Wird ein Wechsel an der Spitze von Twitter die Lage verschlimmern? Vermutlich wird Twitter eher nicht zu einem Hort der Des- und Fehlinformation werden. Musk sagt zwar, ökonomisches Interesse habe er nicht an Twitter, aber wer nicht aufs Geld achtet, wird auch nicht Milliardär. Um Einnahmen zu generieren, erwägt Musk „eine kleine Twitter-Gebühr“. Das könnte den elitären Charakter der Plattform weiter verstärken.
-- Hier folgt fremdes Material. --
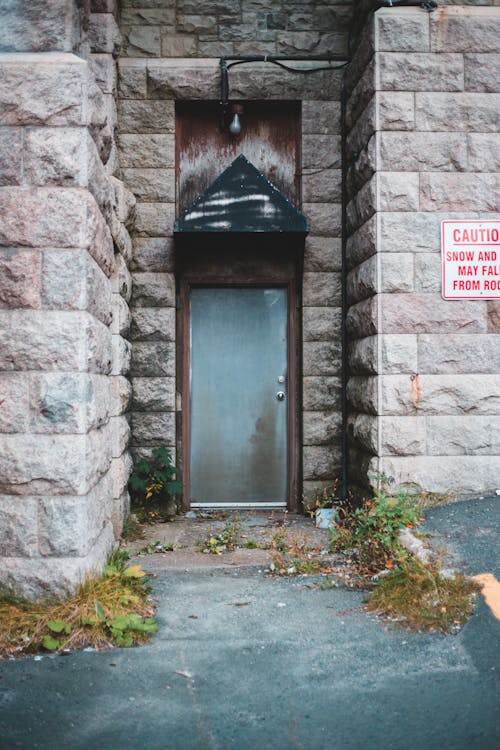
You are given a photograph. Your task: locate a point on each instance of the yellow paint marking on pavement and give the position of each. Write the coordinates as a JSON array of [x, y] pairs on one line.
[[490, 588]]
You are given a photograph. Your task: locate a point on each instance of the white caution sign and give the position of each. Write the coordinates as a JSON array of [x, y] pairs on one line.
[[471, 259]]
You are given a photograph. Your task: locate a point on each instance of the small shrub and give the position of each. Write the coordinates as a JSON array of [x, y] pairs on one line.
[[111, 609], [419, 597], [370, 532], [154, 486], [226, 540]]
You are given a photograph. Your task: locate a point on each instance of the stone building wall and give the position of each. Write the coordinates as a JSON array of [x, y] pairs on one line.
[[425, 385], [171, 54], [63, 292]]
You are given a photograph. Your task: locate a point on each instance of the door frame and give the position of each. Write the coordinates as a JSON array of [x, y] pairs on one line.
[[192, 281]]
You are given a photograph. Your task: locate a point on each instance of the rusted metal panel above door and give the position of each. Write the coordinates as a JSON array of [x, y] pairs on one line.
[[269, 139], [241, 199]]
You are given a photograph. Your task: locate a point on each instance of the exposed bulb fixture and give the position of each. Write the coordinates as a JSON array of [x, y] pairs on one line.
[[236, 112], [235, 125]]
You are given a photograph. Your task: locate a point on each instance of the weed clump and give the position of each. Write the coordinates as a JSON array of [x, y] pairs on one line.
[[419, 597], [370, 532], [110, 609]]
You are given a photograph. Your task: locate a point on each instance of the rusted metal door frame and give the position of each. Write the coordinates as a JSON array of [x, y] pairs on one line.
[[187, 283]]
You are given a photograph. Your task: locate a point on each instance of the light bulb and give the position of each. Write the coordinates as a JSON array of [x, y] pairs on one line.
[[235, 126]]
Falls Musk versuchen sollte, Twitter zu einer kommerziellen Cashcow wie Instagram oder Facebook zu machen, dürfte der Schwall an endloser Werbung ernstzunehmende Stimmen aus Zivilgesellschaft, Politik und Journalismus vertreiben. Die jetzige Rolle von Twitter würde vermutlich verkümmern. In den USA zeichnet sich unterdessen ab, dass Menschen mit demokratischen Positionen sich in größerer Zahl von der Plattform abwenden könnten. Das könnte sich sowohl für Twitter als auch die Demokratie als gefährlich erweisen.
Komplizierter Algorithmus
Musk sagt, er wolle den Algorithmus transparent machen, der steuert, was die Twitter-Timeline Nutzenden anzeigt. Das würde Manipulation erschweren. Allerdings ist der Algorithmus sehr kompliziert, so dass nur sehr wenige ihn überhaupt verstehen würden.
Beunruhigend ist unterdessen, von welchen Geldgebern sich Musk bei der 44-Milliarden-Dollar-Investion Unterstützung verspricht. Dazu gehören ihm zufolge ein von der reaktionären Herrscherfamilie Katars kontrollierter Investmentfonds, ein superreicher saudischer Prinz und der Software-Milliardär Larry Ellison vom Oracle-Konzern.
Twitter ist für internationale Debatten wichtig. Trotzdem ist das Unternehmen zum Spielball superreicher Akteure geworden. Wir sollten das als Warnsignal werten.
Charles Martin-Shields ist wissenschaftlicher Mitarbeiter am Deutschen Institut für Entwicklungspolitik (DIE) in Bonn.